Nicht etwa in Warschau, sondern in Berlin wurde 1903 das Violinkonzert in A-Dur op. 8 von Mieczyslaw Karlowicz uraufgeführt. Der Komponist, dem das Provinzielle der polnischen Stadt zuwider war, reiste in jungen Jahren quer durch Europa. Das dreisätzige Werk begründete zwar nicht Karlowiczs Ruhm – das sollten erst seine Tondichtungen schaffen – aber die Musik verbindet Dramatik mit Leidenschaft, und Bartolmiej Niziols Geige ist denn auch von betörendem Lyrismus, sie singt selbst in den rhythmischeren Teilen des Konzerts. Der mit voll-rundem Klang spielende Solist und der Dirigent Lukasz Borowicz bringen aber neben der dramatischen Kraft der Musik auch ihren latent melancholischen Charakter zum Ausdruck.
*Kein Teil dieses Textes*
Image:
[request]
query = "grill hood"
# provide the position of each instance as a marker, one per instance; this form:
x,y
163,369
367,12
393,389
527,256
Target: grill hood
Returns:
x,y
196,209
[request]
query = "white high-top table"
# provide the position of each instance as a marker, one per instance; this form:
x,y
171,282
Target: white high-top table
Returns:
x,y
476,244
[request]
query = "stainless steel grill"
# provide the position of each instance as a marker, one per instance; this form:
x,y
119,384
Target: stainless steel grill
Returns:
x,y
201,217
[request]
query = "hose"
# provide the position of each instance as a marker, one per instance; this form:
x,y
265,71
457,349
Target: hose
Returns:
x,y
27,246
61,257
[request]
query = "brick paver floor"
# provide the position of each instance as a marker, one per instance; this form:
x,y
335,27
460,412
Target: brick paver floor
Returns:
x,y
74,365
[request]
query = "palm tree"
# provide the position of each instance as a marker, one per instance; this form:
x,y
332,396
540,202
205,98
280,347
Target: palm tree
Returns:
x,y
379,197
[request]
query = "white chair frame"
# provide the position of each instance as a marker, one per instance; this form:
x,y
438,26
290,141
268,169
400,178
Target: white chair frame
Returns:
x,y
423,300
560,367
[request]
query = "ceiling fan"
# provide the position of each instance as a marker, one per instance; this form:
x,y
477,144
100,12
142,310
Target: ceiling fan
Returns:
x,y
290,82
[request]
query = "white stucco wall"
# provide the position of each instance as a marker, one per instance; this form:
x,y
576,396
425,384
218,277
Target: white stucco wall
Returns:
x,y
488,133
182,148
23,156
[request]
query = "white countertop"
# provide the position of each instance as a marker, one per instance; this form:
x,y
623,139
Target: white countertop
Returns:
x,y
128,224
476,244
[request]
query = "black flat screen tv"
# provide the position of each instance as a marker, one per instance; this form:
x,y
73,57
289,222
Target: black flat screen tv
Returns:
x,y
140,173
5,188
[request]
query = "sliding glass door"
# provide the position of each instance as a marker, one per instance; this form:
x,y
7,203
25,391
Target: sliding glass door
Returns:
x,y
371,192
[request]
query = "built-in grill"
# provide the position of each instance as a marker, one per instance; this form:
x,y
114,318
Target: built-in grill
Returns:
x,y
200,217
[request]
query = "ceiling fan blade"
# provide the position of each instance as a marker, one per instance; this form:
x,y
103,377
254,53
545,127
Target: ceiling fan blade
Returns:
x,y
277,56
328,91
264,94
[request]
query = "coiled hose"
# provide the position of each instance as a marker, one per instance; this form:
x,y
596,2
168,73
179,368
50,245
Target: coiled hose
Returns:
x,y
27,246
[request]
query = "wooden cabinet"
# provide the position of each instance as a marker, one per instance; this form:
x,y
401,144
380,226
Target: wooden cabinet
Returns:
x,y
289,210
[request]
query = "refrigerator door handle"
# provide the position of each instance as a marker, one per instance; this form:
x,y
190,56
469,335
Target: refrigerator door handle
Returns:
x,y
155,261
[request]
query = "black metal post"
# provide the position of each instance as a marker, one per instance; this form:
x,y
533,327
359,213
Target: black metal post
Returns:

Zu Karlowiczs Zeit existierte Polen nicht als Staat. Aufgeteilt zwischen Russland und Preußen wurde das Land immer mehr zu einer kulturellen Wüste. Dem stellten sich gegen Ende des 19. Jahrhunderts verschiedene Strömungen gegenüber, so etwa die Komponistenvereinigung ‘Junges Polen’, der Fitelberg, Szymanowski, und Szeluto angehörten. Auch Karlowicz unterstützte die Bewegung und
im Jahre 1906 ließ er sich in Zakopane im polnischen Hochland nieder. Die Landschaft war für die Anhänger von ‘Junges Polen’ – Literaten und Musiker – ein Zufluchtsort, wo sie in typischer Fin-de-Siècle-Stimmung ihre verletzten Nationalgefühle künstlerisch auslebten. Karlowicz liebte die Einsamkeit und die Schönheit der Tatra-Berge, wo er zum Fotografieren lange Wanderungen unternahm und auch Schi fuhr. In den Bergen fand er übrigens mit 32 Jahren den Tod: Er wurde er von einer Lawine verschüttet.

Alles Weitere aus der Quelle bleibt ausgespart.